Bir kısım devlet kadrosu başta, 30-35 yaş “gençler”in gençliğinin nasıl bitirildiğine, iş kapısının nasıl kapandığına dair.
29 yaşında bir genç, arkadaşlarını anlatsın:
1. Ben: Devlet üniversitesinde, en düşük maaşla, her an feshedilecek sözleşmeliyim. Şükür. Ne de olsa akademisyenim.
2. O 30: Azınlık mensubu. İki mühendis diploması, yüksek lisansı, üstün zekası var. Askerde önyargıdan korkuyor. Kamuda istihdam edilmeyeceğini biliyor. İş görüşmesine gittiğinde aşırı kalifiye bulunup alınmıyor. Sürekli ABD’ye göçmenlik başvurusu yapıyor. Hedefsiz, beklentisiz.

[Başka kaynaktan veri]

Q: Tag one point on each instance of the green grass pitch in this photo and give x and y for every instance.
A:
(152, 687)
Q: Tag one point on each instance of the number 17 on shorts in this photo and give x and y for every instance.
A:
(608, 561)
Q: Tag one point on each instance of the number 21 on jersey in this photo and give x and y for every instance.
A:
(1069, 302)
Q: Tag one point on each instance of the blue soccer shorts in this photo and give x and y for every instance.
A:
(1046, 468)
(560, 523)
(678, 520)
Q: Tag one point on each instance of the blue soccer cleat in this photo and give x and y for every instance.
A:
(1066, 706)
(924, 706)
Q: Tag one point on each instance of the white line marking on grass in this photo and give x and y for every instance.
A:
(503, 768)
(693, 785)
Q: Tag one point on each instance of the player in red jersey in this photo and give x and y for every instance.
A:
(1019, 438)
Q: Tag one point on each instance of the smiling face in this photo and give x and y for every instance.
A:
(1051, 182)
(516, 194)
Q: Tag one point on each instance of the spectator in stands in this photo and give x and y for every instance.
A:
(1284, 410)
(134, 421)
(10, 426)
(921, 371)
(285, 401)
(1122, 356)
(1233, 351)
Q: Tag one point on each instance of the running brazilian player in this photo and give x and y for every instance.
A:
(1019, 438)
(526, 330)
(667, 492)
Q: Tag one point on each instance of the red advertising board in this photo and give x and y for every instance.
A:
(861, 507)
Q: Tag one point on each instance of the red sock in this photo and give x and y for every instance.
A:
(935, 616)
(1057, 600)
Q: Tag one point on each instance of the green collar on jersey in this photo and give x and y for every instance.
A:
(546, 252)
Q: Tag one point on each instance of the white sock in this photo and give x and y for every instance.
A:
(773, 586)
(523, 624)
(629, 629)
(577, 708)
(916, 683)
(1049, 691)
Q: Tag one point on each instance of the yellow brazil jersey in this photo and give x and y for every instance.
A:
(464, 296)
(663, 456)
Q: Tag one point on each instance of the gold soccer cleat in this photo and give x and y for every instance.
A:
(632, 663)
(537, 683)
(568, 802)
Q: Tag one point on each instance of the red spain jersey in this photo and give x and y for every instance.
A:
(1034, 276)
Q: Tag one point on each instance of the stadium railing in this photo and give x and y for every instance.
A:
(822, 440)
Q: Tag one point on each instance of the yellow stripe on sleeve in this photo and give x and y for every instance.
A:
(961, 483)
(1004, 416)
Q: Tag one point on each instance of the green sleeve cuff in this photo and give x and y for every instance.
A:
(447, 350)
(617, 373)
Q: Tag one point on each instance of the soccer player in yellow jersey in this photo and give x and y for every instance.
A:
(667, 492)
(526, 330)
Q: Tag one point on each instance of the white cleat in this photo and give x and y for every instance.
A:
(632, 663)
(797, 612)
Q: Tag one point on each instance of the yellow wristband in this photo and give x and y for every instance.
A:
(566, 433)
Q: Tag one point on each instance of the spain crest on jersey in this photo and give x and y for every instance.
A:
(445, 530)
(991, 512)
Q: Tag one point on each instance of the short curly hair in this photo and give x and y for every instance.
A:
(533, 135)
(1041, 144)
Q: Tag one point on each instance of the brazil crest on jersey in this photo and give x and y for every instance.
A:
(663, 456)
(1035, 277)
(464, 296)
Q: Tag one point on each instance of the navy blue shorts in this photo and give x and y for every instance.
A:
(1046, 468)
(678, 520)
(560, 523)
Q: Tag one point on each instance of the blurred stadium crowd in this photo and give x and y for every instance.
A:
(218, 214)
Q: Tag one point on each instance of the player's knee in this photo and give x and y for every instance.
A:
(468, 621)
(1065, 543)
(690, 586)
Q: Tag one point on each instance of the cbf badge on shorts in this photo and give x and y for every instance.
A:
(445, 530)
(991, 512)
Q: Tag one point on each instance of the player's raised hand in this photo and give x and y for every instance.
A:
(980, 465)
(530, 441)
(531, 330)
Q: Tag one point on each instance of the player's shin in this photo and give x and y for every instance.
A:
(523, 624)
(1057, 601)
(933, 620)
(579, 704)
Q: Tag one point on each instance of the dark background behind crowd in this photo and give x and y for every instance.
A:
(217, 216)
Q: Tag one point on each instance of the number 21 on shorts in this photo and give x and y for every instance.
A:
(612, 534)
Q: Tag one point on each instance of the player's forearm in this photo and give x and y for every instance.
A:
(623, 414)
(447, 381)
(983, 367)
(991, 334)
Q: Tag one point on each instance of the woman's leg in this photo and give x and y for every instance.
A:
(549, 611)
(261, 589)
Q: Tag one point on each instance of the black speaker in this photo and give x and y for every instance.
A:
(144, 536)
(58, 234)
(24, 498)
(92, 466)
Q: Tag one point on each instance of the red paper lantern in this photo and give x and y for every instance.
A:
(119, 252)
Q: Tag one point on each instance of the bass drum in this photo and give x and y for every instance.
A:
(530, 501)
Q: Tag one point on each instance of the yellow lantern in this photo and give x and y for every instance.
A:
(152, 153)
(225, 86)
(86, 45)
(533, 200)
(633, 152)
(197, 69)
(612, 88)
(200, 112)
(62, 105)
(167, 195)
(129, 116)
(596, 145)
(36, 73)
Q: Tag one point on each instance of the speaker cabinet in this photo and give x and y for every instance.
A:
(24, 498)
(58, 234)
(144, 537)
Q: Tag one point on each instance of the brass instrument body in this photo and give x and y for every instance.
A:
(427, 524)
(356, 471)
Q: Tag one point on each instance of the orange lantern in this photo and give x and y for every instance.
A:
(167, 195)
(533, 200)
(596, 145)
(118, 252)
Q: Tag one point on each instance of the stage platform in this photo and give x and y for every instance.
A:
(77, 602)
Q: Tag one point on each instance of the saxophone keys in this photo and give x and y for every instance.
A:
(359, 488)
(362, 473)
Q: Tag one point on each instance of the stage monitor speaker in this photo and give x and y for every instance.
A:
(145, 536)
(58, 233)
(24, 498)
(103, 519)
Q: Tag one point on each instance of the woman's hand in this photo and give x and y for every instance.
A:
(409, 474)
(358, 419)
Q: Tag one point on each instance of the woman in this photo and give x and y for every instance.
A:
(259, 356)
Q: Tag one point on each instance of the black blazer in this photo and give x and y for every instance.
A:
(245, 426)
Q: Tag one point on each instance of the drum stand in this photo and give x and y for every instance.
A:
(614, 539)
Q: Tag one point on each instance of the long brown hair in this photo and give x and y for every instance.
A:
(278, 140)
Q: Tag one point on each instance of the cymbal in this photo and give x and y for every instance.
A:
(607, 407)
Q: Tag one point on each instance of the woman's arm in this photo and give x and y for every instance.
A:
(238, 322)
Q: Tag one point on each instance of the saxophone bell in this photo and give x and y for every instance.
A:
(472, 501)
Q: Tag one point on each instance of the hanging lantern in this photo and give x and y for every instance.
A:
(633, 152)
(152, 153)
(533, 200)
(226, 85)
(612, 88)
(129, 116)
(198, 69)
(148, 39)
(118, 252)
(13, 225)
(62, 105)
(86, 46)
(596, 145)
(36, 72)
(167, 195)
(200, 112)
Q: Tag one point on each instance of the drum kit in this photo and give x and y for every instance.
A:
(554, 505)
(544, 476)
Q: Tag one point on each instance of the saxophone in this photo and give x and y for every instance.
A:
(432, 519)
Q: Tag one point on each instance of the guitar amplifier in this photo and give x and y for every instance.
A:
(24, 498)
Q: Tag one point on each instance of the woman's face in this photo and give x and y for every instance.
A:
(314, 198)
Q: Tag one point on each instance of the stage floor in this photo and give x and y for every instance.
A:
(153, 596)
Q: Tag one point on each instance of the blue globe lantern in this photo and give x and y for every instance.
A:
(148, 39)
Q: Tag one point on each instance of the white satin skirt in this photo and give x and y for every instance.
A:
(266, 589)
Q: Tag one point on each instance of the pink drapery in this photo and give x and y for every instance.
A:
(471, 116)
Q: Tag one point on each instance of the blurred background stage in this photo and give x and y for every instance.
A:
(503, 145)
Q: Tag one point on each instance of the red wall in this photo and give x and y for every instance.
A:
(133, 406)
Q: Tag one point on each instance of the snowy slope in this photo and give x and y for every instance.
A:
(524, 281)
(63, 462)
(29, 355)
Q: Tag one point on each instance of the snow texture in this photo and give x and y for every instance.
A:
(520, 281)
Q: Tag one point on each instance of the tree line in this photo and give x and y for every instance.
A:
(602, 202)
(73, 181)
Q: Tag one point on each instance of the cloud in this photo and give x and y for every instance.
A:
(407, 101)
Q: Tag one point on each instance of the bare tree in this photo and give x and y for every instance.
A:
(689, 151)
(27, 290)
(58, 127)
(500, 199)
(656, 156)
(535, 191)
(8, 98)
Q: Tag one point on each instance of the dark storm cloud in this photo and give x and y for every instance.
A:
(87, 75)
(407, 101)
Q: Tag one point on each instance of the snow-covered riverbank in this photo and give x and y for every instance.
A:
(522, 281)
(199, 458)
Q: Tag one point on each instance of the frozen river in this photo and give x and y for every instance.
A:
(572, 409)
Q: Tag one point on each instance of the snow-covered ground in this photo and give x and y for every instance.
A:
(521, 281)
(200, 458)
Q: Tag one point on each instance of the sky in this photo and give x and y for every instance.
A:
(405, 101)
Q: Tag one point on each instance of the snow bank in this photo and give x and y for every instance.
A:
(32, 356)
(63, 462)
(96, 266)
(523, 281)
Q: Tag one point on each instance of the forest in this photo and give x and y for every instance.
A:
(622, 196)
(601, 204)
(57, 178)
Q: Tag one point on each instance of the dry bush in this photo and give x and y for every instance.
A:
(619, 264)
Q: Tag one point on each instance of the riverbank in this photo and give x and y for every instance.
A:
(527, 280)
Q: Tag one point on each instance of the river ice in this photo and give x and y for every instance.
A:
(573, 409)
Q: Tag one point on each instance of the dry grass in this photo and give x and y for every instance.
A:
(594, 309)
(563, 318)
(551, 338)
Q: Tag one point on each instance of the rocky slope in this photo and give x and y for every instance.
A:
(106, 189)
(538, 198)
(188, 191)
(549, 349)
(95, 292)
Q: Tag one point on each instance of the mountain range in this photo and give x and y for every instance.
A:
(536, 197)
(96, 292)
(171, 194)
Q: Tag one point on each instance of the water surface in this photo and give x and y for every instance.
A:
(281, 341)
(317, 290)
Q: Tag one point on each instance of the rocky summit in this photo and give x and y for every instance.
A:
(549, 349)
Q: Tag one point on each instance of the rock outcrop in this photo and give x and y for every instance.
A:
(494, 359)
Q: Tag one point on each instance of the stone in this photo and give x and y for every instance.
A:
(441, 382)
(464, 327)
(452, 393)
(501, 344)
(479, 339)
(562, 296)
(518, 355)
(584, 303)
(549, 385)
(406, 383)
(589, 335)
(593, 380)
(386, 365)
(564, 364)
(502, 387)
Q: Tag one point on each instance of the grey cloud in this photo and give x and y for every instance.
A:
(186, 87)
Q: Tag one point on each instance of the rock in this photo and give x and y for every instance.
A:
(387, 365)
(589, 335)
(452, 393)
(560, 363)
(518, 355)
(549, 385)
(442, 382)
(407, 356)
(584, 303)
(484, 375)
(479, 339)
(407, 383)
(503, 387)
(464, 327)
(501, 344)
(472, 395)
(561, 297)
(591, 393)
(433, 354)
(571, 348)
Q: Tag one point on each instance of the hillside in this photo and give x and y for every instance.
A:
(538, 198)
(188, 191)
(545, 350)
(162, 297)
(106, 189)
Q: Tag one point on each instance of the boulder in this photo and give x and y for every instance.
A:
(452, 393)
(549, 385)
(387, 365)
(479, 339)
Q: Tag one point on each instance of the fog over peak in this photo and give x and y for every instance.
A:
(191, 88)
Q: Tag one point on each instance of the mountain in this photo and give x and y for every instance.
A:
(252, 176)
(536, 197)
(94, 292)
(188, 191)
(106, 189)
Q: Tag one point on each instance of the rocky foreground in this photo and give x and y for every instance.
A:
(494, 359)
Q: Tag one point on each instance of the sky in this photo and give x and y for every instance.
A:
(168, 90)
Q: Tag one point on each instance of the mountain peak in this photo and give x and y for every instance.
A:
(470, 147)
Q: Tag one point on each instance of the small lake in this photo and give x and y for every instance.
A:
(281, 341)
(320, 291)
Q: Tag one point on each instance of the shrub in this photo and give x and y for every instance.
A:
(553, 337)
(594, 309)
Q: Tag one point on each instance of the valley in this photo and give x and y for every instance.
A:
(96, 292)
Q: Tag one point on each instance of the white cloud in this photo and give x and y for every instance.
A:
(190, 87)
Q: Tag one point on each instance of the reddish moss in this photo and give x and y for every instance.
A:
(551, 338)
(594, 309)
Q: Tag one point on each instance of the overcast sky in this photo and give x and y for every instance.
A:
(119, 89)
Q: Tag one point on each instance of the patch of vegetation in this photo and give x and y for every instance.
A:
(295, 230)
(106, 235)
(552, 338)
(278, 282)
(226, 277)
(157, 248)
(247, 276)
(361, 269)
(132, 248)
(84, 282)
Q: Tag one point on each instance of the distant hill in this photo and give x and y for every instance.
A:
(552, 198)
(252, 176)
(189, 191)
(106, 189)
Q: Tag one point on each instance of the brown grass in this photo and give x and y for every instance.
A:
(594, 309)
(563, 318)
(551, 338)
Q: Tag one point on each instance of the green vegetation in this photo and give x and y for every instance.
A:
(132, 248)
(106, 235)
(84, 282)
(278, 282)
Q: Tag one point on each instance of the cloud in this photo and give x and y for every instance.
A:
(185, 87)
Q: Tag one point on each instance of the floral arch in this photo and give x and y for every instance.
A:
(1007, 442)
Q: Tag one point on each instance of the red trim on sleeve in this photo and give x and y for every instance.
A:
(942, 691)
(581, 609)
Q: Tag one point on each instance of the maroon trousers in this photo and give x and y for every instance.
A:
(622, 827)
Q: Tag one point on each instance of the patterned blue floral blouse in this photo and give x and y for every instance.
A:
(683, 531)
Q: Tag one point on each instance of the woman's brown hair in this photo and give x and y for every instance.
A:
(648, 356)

3. O 36: Gemi işletme mezunu. Kadınlara bu alanda iş verilmediğini sonra fark etti. İkinci diploma aldı. Yıllardır işsiz. Bu yıl Ziraat mühendisliği kazandı. 40’ından sonra yeni hayat umuyor.
4. O 30: Endüstri tasarımcısı. Üniversite sınavı 200’üncüsü. BMW ve Mercedes’e projeler yollayıp teşekkür aldı. 30’unda ya, iş bulamıyor. Balık temizliyor.
5. O 30: Su ürünleri mühendisi. Yıllardır işsiz. Geçen sene de KPSS kazanamayınca şansı kalmadı. Şimdi garson.
6. O 35: Sözleşmeli öğretmenlik için yıllarca sınava girdi, 5’incide atandı. Kadrolu olabilmek için yine sınavlara girdi. 10’uncuda pes etti. Bir köyde sözleşmeli. Haline şükrediyor.
7. O 29: Sınıf öğretmenliği mezunu. Hiç KPSS kazanamadı. Düşük ücretle özel sektörde.
8. O 30: İlk yılında ‘Parasız üniversite” sloganı atınca, atıldı. Afla döndü. Endüstri mühendisi olacak. Hele bir askere gideyim, diyor.
Bu kadar okumuş da kolayca harcanmış, hepsi bir arada belki tuhaf geldi size. Az bakın. Çok yakınınızda biri vardır mutlaka. Belki tam içinizde!